Difference Between Offers to Settle in Conference Briefs and on their Own
This is the case of Owen-Lytle v Lytle, 2015 ONSC 7673 (CanLII). You can read it here.
There are two ways to Offer to Settle a family law matter. It can be done either using a Formal Offer to Settle (Formal Method) or put the offer in a Settlement Conference Brief (Conference Brief Method).
Parties must submit a Settlement Conference Brief before attending a Settlement Conference. A Settlement Conference Brief is a form that asks questions or gives instructions. One of the sections of the Settlement Conference Brief requires the party to make an Offer to Settle on some or all of the issues. This is the Conference Brief Method.
The second method is a Formal Offer to Settle. It is a separate document that can be sent at any time. I call it the Formal Method.
In this decision, the Honourable Justice S.J. Woodley held that a party may withdraw an Offer to Settle, by making a subsequent offer, in writing, that is less generous than the original offer. The parties do not need to serve a court form called a Notice of Withdrawal. This is true for both the Conference Brief and Formal methods.
Second, Offers to Settle from either the Conference Brief or Formal methods are not to be revealed in open court. This is to allow the parties to have “backroom negotiations” to settle a matter. The parties can speak candidly as to what is important to him or her and offer solutions. If the parties don’t agree, however, they can still take a hardline position in court. This system won’t work unless the backroom discussions are kept secret.

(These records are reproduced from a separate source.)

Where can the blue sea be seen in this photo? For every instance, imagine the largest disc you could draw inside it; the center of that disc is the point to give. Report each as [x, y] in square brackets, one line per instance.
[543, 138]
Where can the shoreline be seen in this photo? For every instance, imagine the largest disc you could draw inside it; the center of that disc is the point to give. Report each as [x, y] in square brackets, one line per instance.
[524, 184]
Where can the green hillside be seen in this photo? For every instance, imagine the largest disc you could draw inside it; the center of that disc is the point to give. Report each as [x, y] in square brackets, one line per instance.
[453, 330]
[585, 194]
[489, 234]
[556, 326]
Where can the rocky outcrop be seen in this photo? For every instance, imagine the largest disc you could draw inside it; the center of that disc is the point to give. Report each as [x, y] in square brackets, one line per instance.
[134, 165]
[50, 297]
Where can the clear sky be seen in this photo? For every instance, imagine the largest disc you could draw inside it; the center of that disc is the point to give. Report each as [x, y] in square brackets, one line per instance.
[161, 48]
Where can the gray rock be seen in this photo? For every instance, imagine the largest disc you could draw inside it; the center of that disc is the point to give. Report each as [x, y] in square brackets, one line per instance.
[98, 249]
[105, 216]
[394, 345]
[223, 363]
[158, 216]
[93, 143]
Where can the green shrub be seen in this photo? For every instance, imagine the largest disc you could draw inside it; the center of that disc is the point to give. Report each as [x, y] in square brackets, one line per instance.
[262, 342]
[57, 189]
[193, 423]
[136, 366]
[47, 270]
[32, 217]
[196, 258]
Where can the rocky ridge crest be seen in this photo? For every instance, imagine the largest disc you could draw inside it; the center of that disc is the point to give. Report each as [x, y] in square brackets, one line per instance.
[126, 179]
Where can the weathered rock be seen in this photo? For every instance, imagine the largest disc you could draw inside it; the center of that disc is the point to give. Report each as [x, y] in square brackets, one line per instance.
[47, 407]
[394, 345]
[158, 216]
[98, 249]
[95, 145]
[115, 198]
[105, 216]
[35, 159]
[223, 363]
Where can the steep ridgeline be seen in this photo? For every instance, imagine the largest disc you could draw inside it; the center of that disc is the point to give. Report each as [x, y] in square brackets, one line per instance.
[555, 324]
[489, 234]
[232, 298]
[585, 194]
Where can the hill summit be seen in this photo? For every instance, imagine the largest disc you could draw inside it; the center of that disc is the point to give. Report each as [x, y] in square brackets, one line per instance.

Woodley J. held however, that no matter the method used a party can reveal its contents in open court if he or she brings a motion to enforce an agreement arising from that Offer to Settle.
What is interesting in this decision, however, is Woodly J’s comment that the Conference Brief Method is governed by Rule 17 of the Family Law Rules. Offers to Settle using the Formal Method sent independently is governed by Rule 18 of the same Rules.

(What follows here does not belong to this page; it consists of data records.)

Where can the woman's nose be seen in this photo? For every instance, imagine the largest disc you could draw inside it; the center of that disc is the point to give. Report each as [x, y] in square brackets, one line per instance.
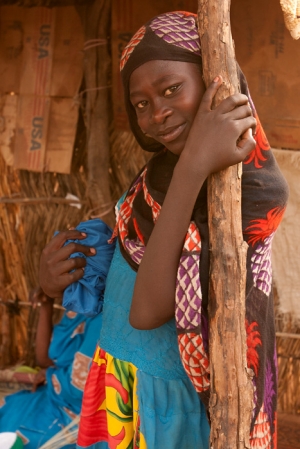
[160, 111]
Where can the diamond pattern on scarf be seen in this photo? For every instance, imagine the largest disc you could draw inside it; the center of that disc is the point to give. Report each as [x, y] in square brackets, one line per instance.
[192, 239]
[261, 266]
[188, 293]
[178, 29]
[150, 201]
[124, 214]
[131, 46]
[260, 437]
[194, 360]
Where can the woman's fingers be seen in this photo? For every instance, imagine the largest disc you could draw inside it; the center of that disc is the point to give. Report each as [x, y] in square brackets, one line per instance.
[60, 239]
[72, 247]
[240, 112]
[232, 102]
[72, 264]
[246, 144]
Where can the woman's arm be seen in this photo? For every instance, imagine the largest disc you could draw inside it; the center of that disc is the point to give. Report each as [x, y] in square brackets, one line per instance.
[217, 130]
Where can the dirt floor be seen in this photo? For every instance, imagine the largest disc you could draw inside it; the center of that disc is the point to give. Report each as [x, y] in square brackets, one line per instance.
[288, 431]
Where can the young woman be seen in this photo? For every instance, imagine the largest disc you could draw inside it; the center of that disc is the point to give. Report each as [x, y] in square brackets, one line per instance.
[63, 352]
[150, 374]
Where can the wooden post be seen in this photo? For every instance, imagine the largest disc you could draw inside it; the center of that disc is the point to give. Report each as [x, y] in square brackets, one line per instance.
[97, 66]
[231, 387]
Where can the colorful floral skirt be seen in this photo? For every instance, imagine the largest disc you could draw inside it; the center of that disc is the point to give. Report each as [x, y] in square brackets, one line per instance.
[125, 409]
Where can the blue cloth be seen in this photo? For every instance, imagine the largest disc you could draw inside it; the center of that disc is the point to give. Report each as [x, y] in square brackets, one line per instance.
[152, 351]
[86, 295]
[171, 412]
[38, 416]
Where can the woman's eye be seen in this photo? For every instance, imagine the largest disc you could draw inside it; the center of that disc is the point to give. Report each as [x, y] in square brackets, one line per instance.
[141, 104]
[171, 90]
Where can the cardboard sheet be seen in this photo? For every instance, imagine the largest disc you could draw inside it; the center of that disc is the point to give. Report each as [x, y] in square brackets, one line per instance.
[264, 48]
[286, 243]
[270, 59]
[41, 63]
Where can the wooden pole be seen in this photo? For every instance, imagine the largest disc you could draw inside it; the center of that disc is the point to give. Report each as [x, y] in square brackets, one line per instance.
[231, 387]
[97, 66]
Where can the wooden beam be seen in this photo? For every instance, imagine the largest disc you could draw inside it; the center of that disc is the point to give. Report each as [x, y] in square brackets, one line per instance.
[231, 387]
[96, 19]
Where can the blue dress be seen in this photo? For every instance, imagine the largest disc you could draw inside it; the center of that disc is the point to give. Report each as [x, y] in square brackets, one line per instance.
[38, 416]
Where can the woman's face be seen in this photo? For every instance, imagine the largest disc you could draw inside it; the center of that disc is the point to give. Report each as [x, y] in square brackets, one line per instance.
[166, 96]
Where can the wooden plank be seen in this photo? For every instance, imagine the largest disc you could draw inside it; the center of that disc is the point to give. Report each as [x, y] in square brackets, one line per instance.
[231, 386]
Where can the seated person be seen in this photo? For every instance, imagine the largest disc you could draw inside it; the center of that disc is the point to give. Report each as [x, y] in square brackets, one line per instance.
[64, 353]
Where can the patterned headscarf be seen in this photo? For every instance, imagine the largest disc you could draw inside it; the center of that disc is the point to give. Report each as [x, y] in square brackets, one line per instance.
[170, 36]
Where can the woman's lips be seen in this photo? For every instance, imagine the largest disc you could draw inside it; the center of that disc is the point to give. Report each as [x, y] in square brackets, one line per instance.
[172, 134]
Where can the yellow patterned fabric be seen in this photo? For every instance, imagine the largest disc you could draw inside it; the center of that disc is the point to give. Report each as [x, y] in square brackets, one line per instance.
[110, 410]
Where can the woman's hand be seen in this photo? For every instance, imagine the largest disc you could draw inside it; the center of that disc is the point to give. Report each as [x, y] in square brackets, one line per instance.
[222, 136]
[57, 271]
[37, 295]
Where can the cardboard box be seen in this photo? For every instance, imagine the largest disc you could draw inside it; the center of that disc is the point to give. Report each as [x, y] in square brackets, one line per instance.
[270, 59]
[41, 62]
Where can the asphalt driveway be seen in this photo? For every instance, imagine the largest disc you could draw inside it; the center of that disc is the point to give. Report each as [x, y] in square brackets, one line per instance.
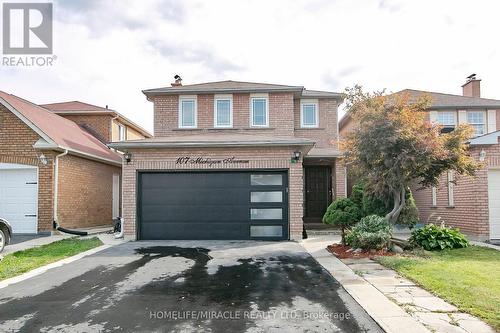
[185, 286]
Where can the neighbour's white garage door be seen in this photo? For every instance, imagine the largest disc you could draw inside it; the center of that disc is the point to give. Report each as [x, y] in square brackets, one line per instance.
[494, 202]
[19, 197]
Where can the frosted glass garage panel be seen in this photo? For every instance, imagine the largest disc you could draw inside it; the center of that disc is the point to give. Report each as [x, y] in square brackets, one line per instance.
[264, 180]
[266, 231]
[271, 196]
[266, 213]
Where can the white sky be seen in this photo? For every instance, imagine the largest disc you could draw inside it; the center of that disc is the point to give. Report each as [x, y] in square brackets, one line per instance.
[108, 51]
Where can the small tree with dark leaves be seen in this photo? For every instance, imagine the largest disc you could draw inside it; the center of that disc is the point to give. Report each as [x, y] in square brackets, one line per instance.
[393, 146]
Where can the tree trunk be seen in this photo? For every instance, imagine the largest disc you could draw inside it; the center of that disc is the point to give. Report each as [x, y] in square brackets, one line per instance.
[399, 203]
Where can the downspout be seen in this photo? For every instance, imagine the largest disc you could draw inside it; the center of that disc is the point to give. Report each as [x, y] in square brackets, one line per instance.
[56, 185]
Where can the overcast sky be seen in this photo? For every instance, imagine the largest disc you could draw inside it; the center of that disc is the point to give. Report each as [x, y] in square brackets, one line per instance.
[108, 51]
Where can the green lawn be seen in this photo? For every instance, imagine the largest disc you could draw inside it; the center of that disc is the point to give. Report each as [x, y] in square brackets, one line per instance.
[468, 278]
[23, 261]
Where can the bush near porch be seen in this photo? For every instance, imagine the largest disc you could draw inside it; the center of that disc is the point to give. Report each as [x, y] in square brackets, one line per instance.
[467, 278]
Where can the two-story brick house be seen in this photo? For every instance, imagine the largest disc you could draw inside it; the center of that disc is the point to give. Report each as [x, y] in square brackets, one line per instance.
[232, 160]
[470, 203]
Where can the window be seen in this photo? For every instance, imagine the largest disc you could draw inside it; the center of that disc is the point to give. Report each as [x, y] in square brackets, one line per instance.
[266, 180]
[309, 113]
[434, 196]
[274, 196]
[223, 111]
[447, 120]
[266, 231]
[477, 120]
[187, 112]
[259, 111]
[266, 213]
[121, 133]
[451, 184]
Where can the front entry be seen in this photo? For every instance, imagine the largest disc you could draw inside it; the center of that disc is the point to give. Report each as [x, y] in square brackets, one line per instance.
[318, 192]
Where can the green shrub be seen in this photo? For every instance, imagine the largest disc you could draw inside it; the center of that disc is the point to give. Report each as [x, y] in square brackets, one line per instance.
[432, 237]
[409, 214]
[342, 213]
[372, 232]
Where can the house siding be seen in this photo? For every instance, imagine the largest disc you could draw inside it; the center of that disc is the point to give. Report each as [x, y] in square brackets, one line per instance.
[85, 192]
[16, 146]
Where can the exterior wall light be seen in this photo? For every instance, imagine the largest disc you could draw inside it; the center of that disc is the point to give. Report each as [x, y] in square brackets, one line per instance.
[128, 157]
[43, 159]
[296, 156]
[482, 155]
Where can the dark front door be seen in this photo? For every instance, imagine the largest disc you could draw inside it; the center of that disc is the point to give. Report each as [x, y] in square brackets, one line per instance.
[318, 185]
[213, 205]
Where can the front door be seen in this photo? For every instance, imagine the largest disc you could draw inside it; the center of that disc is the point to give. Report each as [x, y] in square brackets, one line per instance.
[318, 185]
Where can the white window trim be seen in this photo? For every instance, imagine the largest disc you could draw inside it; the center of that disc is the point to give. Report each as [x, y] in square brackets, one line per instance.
[484, 123]
[309, 102]
[223, 97]
[434, 196]
[451, 199]
[120, 129]
[259, 96]
[188, 98]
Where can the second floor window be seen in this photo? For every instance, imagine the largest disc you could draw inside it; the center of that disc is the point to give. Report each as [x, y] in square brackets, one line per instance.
[447, 120]
[187, 112]
[223, 111]
[477, 120]
[259, 112]
[309, 113]
[121, 133]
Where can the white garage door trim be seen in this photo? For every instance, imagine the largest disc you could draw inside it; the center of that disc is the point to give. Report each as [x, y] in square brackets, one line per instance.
[27, 220]
[494, 202]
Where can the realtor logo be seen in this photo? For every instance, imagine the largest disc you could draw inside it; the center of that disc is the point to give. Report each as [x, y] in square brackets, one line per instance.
[27, 28]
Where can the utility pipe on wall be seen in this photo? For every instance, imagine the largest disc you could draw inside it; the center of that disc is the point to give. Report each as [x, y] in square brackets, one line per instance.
[56, 183]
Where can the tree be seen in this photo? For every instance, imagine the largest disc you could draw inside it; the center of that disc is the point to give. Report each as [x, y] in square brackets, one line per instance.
[343, 213]
[393, 146]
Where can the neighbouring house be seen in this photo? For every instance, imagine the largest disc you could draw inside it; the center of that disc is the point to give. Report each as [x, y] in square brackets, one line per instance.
[52, 169]
[232, 160]
[469, 203]
[105, 124]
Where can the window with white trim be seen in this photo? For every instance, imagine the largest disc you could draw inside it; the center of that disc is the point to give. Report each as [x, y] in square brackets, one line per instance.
[451, 199]
[223, 111]
[259, 111]
[187, 112]
[447, 119]
[309, 113]
[477, 119]
[121, 133]
[434, 196]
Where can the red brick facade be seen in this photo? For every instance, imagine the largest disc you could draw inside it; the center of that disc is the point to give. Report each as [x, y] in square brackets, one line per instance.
[84, 185]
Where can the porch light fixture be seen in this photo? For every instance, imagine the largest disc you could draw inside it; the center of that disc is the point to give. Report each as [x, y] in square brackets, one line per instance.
[128, 157]
[43, 159]
[296, 156]
[482, 155]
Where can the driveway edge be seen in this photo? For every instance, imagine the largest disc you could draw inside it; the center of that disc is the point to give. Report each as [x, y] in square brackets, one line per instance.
[388, 315]
[43, 269]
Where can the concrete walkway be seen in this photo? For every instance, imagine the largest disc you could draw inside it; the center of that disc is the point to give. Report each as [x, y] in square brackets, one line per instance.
[395, 303]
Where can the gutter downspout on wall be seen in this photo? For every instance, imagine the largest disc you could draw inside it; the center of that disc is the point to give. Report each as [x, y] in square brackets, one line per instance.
[56, 184]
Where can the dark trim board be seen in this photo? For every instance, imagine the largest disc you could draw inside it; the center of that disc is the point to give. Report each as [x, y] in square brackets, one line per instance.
[207, 204]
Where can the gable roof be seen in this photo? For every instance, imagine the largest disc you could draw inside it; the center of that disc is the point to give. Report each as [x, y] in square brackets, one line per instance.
[449, 101]
[79, 108]
[230, 86]
[58, 132]
[440, 101]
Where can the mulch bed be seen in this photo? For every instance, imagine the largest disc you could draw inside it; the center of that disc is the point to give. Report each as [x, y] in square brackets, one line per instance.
[346, 252]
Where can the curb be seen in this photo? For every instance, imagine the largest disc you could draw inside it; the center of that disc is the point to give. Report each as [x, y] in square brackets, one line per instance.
[43, 269]
[389, 316]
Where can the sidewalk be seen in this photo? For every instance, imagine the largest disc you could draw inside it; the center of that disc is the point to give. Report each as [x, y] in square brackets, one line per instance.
[395, 303]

Rule 18 states that a party that wastes the court’s time by failing to accept an Offer to Settle that was more generous that the final court Order, then the offending party should be more liable to pay some of the legal fees of the other party. Rule 17 does not have this provision.
Can a party argue that these cost consequences should not attach to a party failing to accept an Offer to Settle made by the Conference Brief Method? Woodley J. does not comment because she was not asked to.